Time was, long ago, when among the London parties a leader’s speech to conference was about how best to put the party’s purpose into action. Not now. Today the leader is there to explain what the party’s purpose is. Or is this week. Or until the polls suggest the nuance isn’t quite honed yet. What underlies the purpose isn’t principle but simply lust for the perks of office.

The truly fascinating thing is that the pundits can’t see anything wrong with this. The Labour Party ripped out its purpose – Clause 4 – in 1995 and threw it away. To be replaced with what Alex Salmond described at the time as ‘mush’. Labour’s concept of the common good was flawed by its French Revolutionary leanings – too distrusting of democracy, especially the endless variety that flourishes with local choice – but at least it existed. Labour believed in the common good, not ‘greed is good’. And now it doesn’t. So why does it still exist? Every one of those BBC and Guardian journalists who yearns for another ‘1997’ moment is missing the obvious.
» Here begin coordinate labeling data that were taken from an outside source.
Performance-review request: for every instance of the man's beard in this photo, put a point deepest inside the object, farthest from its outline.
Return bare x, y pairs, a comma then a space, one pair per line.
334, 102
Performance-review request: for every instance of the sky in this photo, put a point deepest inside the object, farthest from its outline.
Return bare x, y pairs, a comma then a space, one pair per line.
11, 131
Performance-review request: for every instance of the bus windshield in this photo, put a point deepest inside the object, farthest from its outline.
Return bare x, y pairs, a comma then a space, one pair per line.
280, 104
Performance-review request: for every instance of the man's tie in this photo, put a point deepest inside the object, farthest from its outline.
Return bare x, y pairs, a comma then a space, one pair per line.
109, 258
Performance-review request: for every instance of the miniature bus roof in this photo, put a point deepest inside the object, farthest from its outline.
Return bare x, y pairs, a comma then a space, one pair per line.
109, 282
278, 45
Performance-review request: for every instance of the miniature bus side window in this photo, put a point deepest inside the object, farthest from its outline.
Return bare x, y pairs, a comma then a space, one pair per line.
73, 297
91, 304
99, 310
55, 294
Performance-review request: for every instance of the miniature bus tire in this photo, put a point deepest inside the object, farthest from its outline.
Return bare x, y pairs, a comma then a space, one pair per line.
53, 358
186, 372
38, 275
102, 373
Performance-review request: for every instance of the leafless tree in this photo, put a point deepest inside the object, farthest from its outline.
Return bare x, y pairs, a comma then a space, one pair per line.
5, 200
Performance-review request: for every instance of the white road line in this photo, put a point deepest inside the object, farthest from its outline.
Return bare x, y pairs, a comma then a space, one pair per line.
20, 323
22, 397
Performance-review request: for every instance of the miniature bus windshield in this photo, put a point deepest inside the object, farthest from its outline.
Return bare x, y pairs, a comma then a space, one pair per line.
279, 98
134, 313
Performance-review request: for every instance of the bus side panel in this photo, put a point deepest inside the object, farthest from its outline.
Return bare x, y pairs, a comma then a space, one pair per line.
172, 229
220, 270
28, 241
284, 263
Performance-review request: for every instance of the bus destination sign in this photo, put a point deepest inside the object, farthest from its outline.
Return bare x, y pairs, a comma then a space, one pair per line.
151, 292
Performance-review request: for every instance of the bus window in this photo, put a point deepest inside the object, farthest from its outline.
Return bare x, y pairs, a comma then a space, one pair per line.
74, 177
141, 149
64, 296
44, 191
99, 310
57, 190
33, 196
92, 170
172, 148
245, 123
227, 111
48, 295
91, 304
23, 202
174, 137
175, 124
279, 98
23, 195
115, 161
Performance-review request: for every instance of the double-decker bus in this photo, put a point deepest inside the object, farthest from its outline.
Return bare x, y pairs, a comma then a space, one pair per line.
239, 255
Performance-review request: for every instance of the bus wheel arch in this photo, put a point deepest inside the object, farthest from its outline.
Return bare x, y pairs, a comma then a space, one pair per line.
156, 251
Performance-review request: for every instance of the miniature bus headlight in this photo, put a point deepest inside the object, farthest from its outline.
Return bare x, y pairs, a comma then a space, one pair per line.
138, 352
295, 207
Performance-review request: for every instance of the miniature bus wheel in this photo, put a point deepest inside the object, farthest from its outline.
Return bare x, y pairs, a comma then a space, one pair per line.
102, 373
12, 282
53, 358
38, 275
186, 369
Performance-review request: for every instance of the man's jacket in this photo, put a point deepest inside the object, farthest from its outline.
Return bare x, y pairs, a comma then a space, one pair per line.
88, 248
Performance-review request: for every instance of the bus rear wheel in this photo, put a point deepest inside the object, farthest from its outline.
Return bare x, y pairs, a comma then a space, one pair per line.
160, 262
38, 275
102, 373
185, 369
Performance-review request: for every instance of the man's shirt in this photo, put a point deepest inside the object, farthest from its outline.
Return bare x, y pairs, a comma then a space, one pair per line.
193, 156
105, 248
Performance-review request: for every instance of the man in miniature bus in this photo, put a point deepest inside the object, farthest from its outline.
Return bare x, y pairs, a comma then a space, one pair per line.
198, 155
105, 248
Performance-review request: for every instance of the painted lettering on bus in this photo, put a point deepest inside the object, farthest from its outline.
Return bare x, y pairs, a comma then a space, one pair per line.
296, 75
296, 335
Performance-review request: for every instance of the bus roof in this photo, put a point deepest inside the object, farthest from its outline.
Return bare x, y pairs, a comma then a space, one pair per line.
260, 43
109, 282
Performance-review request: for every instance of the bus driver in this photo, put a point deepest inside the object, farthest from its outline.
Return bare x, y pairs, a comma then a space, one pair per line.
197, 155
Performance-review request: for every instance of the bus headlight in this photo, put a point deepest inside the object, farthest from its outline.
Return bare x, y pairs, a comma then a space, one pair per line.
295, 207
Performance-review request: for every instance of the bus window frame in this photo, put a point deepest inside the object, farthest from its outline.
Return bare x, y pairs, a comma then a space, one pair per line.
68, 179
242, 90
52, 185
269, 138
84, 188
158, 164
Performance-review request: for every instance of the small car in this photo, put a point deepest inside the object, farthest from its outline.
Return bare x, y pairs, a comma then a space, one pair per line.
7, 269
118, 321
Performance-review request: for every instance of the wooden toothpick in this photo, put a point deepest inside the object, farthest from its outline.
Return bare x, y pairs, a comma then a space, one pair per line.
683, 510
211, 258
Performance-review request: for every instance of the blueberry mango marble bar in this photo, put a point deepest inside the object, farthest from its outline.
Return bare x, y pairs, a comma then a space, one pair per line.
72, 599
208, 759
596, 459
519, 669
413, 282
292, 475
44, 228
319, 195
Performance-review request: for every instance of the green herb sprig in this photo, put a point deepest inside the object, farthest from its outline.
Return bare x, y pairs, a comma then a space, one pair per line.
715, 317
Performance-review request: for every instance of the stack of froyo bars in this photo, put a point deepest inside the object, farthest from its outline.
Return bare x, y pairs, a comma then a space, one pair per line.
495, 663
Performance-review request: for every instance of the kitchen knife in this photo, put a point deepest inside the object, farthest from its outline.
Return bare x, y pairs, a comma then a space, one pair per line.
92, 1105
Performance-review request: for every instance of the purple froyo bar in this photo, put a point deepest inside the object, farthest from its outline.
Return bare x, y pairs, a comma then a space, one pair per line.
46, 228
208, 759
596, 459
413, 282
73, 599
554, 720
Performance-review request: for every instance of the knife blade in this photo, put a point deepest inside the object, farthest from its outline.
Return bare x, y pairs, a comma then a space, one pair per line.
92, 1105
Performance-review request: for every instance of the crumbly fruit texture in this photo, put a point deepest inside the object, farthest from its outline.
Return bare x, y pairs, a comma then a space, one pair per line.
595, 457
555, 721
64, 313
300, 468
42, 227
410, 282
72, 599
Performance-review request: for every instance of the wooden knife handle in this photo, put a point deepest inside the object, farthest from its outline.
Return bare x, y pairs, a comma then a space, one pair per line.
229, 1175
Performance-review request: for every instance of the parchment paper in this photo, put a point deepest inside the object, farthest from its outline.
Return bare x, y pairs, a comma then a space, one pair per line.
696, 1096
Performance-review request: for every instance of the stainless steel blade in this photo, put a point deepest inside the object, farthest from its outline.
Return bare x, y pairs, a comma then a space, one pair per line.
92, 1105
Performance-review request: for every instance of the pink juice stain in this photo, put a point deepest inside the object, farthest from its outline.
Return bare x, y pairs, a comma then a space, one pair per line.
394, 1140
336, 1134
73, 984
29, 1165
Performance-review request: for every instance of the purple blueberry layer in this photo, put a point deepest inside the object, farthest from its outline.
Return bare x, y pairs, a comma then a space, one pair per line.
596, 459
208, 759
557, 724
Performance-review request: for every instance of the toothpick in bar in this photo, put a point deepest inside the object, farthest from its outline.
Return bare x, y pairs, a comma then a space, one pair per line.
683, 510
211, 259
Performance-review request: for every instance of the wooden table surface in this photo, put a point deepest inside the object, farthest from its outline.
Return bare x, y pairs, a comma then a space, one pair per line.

Labour was created to deliver a vision of a better society it has now rejected wholesale. What was a dynamic has become a ritual, designed to keep in being an organisation whose purpose has been hollowed out, leaving behind a shell party to be filled with any vacuous thought that passes through. Better by far it was put out of its misery.

At our policy meeting in May we considered how best to describe our Party’s own position on the political spectrum, concluding that we’re ‘radical decentralist’ rather than ‘Centre-Left’ or ‘progressive’. While there is sympathy with the latter positions, they are too vague to describe our own programme and are easily co-opted by hostile forces.

Radical decentralism is viewed as having three dimensions – a constitutional dimension (localism/regionalism), an economic dimension (co-operation/mutualism) and an environmental dimension (ecology). Unlike the Coalition parties, when we talk of localism we do really mean ‘power to the parishes’, power to decide whatever they like, without nanny setting limits. Unlike Labour, when we talk of a co-operative economy we want to see an end to corporate power, the introduction of a three-day working week and ultimately production, through voluntary association, for use and not for sale. Unlike any other party in Wessex, when we talk about protecting the environment we don’t qualify that goal by saying ‘but only so far as it doesn’t slow down economic or population growth’. For us, ‘decentralisation’ isn’t just a slogan to be betrayed. ‘Radical’ means what it says too. Someone has to say it because, increasingly, it needs to be said. And if no-one else will say it, we’re only too happy to oblige.